Die Klägerin hatte in dem von ihr angestrengten Rechtsstreit behauptet und und es wurde festgestellt, dass ein Filesharing-Nutzer unter der IP-Adresse des Beklagten einen ihrer Tonträger auf einer Internet-Tauschbörse zum Download angeboten hatte. Die Klägerin machte vor Gericht Unterlassungs- und Kostenerstattungs bzw. Schadensersatzansprüche wegen behaupteter Urheberrechtsverletzung geltend.
Die Klägerin war der Ansicht, der Beklagte Internetanschlussinhaber eröffne eine Gefahrenquelle und habe daher sicherzustellen, dass sein Anschluss nicht durch Dritte für Rechtsverletzungen genutzt werde. In den Medien werde immer wieder über die missbräuchliche Nutzung von WLAN-Verbindungen berichtet. Der Beklagte habe daher Sicherheitsvorkehrungen treffen müssen, wie die Sicherung des Routers durch ein individualisiertes Passwort, den Einsatz der besonderen Verschlüsselungsmethode WPA 2 und den Verzicht einer Aufstellung des Routers am Fenster oder Außenwänden.

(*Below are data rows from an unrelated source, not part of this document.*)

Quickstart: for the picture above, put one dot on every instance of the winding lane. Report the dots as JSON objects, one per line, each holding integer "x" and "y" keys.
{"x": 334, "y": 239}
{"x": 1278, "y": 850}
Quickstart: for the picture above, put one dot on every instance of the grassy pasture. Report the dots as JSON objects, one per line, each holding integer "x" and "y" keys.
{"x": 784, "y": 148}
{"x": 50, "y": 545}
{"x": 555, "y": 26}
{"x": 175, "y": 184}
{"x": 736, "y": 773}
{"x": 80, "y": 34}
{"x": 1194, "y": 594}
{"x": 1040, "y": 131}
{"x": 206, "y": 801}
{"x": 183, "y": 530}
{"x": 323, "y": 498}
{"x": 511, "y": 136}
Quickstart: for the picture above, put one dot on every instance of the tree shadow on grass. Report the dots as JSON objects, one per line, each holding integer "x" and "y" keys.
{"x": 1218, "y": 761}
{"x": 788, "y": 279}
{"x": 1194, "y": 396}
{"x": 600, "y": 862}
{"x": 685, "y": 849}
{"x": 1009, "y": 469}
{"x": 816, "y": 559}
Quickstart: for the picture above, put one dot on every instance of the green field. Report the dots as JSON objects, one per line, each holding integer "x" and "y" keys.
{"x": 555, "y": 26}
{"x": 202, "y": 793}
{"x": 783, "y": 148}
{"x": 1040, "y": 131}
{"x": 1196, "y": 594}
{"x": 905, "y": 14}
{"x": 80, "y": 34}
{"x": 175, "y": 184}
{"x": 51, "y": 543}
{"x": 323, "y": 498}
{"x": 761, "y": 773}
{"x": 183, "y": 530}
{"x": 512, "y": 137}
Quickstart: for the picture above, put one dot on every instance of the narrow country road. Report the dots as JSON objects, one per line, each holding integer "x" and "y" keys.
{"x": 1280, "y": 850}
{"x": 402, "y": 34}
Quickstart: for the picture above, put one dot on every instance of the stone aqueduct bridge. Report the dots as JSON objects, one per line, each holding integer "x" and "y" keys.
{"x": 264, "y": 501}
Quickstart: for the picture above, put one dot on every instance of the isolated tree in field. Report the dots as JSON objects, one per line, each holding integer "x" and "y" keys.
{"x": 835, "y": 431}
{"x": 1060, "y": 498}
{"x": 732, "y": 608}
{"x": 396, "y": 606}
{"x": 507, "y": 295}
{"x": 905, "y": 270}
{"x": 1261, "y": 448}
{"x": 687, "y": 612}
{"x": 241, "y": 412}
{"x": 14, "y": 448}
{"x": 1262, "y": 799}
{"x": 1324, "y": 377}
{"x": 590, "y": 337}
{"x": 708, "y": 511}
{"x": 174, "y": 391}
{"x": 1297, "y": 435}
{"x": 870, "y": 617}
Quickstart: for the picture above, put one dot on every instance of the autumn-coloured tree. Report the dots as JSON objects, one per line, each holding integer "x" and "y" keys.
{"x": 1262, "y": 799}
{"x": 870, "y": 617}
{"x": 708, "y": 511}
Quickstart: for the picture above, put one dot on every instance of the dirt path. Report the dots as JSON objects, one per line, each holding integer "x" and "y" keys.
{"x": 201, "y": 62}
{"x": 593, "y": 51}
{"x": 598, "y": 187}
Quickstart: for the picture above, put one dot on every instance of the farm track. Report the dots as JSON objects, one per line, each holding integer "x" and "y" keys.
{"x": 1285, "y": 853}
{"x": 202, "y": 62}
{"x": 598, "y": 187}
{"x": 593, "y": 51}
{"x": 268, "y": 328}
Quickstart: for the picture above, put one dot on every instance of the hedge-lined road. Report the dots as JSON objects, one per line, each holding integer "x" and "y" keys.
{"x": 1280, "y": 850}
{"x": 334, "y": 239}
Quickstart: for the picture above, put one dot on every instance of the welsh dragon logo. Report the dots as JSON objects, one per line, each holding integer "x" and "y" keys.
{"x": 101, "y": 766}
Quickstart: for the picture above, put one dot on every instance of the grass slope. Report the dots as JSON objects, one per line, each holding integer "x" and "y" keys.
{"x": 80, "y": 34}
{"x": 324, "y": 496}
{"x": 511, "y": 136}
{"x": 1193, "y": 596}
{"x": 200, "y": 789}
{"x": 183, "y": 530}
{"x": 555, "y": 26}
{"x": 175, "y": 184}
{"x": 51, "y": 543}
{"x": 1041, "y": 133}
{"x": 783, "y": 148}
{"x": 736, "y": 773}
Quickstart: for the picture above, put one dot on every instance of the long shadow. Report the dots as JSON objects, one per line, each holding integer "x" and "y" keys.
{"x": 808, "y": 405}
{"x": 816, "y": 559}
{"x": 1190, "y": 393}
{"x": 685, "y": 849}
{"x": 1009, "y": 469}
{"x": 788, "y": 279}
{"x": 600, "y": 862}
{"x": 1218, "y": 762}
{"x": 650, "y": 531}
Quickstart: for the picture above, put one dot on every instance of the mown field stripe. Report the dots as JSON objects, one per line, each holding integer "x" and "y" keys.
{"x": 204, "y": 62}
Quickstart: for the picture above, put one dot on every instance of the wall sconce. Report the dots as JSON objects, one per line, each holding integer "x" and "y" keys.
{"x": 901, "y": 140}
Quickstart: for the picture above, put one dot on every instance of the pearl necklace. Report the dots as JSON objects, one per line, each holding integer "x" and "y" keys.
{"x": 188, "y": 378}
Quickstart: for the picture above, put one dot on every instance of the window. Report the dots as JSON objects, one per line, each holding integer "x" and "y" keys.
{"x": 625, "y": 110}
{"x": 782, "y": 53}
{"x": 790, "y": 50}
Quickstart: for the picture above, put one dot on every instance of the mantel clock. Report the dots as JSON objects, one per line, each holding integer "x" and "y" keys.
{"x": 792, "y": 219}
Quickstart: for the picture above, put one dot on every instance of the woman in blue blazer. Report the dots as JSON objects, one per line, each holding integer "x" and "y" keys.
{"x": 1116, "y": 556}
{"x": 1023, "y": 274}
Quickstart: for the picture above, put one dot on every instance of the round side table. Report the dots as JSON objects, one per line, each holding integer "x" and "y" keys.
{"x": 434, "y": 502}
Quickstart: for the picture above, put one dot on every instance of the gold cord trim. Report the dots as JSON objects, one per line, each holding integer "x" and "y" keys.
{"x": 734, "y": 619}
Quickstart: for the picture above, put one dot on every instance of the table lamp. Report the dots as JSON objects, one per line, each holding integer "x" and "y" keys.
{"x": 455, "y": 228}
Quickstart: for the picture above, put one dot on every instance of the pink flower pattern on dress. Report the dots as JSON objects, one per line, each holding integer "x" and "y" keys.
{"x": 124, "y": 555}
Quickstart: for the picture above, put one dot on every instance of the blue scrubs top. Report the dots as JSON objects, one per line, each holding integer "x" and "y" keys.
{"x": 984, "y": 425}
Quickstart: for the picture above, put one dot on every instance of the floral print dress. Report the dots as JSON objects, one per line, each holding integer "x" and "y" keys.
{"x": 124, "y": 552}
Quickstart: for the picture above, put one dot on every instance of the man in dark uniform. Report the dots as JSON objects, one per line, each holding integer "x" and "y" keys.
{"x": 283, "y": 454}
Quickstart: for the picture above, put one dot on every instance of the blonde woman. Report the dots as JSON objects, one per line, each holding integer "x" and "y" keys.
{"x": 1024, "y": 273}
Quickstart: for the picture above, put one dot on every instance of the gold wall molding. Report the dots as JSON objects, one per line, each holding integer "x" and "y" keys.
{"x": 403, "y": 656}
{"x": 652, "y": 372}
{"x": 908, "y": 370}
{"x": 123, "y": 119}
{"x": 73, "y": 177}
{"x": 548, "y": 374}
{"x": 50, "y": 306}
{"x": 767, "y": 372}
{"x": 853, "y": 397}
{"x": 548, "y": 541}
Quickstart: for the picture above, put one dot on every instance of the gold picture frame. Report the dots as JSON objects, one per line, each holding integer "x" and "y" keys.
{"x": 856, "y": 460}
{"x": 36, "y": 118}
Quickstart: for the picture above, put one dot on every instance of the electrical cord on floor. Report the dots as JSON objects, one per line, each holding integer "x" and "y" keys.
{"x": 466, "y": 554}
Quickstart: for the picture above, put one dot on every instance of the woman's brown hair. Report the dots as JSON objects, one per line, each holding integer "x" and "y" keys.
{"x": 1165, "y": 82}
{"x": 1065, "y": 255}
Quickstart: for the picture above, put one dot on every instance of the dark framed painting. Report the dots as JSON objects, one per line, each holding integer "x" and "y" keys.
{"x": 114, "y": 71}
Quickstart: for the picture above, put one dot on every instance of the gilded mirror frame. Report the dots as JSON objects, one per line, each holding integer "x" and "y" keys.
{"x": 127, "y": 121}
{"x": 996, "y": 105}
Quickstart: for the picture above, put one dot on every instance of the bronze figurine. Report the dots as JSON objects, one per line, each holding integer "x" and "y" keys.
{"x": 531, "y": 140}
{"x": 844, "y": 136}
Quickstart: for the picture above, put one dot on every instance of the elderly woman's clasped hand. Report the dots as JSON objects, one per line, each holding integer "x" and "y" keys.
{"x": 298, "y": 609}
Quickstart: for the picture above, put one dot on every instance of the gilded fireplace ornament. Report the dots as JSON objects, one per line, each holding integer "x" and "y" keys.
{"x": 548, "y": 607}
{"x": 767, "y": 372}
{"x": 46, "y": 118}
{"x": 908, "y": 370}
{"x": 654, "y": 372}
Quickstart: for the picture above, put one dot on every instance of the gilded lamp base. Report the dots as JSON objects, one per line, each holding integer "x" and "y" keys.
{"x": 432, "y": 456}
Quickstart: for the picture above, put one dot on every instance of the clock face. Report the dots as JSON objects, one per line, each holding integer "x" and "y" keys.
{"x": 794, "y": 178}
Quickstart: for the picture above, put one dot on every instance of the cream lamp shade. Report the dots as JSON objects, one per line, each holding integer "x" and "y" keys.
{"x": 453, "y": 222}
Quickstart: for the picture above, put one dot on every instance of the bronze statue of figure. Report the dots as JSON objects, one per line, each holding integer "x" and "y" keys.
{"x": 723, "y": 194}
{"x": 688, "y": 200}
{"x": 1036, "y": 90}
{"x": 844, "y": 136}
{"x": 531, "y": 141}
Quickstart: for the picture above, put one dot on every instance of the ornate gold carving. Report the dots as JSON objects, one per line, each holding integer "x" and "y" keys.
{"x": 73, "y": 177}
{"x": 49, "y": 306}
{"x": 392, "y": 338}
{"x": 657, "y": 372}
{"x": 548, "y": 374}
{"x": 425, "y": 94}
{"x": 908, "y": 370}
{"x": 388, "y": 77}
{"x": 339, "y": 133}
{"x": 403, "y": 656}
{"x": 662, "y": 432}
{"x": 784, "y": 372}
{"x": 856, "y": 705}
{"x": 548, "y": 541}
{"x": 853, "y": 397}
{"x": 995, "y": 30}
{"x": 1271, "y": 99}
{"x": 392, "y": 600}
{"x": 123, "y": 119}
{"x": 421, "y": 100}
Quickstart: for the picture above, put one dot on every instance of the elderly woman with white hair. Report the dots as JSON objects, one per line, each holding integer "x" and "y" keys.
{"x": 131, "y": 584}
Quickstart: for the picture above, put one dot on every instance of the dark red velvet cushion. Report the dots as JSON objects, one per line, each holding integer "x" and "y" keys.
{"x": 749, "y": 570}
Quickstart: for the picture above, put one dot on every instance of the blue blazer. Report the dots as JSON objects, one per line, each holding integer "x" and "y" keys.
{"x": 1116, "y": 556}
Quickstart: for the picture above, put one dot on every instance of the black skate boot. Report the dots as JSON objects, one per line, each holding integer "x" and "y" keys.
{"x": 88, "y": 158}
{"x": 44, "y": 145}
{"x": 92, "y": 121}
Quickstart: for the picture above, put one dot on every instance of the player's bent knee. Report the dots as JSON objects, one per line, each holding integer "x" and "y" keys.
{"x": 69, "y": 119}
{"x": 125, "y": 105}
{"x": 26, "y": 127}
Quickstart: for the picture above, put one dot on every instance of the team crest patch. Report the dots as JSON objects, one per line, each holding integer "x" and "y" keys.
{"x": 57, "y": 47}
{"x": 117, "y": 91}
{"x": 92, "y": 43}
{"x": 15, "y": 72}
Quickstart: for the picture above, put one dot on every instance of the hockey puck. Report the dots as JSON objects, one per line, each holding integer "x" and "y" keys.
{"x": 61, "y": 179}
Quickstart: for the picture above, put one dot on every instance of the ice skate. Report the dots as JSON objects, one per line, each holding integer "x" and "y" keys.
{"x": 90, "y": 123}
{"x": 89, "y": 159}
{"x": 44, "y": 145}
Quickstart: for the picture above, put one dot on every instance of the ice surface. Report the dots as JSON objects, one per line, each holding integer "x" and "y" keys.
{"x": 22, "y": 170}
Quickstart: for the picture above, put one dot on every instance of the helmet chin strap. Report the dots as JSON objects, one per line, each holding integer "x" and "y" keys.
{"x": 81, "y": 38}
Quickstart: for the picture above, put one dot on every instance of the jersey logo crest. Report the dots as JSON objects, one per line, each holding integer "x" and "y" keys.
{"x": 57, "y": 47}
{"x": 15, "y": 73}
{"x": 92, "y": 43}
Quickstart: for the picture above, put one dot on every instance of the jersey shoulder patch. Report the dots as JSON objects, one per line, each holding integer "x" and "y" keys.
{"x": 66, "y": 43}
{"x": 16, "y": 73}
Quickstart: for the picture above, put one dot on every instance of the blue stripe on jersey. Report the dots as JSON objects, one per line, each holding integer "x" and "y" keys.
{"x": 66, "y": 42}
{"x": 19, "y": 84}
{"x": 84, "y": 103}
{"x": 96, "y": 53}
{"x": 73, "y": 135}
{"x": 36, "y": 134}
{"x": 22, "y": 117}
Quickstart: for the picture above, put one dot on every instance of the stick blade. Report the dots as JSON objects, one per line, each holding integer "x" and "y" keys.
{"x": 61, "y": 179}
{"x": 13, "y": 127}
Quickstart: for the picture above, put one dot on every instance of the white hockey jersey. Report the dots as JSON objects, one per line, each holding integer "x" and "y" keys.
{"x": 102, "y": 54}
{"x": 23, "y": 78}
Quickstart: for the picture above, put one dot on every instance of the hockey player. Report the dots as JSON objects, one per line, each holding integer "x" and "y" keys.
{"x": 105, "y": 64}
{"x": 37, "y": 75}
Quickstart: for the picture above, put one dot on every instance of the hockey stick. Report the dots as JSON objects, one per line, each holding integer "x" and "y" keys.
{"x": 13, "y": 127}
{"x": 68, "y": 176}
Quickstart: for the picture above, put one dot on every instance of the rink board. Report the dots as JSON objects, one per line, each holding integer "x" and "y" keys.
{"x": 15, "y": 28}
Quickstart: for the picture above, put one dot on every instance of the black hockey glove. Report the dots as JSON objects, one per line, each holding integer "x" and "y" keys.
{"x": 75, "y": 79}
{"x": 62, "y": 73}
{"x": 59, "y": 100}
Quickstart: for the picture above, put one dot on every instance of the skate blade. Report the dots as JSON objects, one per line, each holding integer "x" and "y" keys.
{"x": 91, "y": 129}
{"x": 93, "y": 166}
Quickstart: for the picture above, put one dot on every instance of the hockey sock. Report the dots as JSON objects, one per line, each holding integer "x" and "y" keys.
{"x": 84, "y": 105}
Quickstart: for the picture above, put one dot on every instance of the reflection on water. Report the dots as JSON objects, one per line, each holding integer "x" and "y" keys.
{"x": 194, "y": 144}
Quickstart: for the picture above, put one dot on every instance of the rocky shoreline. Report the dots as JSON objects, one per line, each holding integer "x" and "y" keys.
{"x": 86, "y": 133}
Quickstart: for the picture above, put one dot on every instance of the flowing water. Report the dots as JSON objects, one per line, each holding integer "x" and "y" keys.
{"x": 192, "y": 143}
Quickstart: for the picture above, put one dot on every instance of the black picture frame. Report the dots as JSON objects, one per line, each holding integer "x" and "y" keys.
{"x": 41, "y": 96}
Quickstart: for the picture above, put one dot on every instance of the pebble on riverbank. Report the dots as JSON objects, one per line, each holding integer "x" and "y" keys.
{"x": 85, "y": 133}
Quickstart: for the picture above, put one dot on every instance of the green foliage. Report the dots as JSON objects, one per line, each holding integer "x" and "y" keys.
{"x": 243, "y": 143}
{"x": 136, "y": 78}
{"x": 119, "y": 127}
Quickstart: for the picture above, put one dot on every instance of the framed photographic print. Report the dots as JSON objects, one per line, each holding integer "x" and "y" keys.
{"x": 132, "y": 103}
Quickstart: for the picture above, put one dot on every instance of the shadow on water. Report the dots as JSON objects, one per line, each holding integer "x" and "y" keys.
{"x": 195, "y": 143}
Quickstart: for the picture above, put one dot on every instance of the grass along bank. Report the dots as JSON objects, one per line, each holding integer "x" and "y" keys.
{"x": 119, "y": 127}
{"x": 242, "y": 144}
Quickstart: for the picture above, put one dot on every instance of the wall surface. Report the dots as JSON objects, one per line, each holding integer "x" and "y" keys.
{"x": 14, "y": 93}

Der Beklagte hatte sich dahin eingelassen, er sei zum Zeitpunkt des Vorfalls urlaubsabwesend gewesen und kein Dritter habe Zugang zu seinem PC gehabt.
Das Landgericht hatte der Klage noch im Wesentlichen stattgegeben. Es hatte dahinstehen lassen, ob der Beklagte die Verletzungshandlung selbst begangen habe, weil nicht auszuschließen sei, dass die Rechtsverletzung durch andere, nicht bekannte Dritte erfolgt sei. Für diese habe der Beklagte aber einzustehen.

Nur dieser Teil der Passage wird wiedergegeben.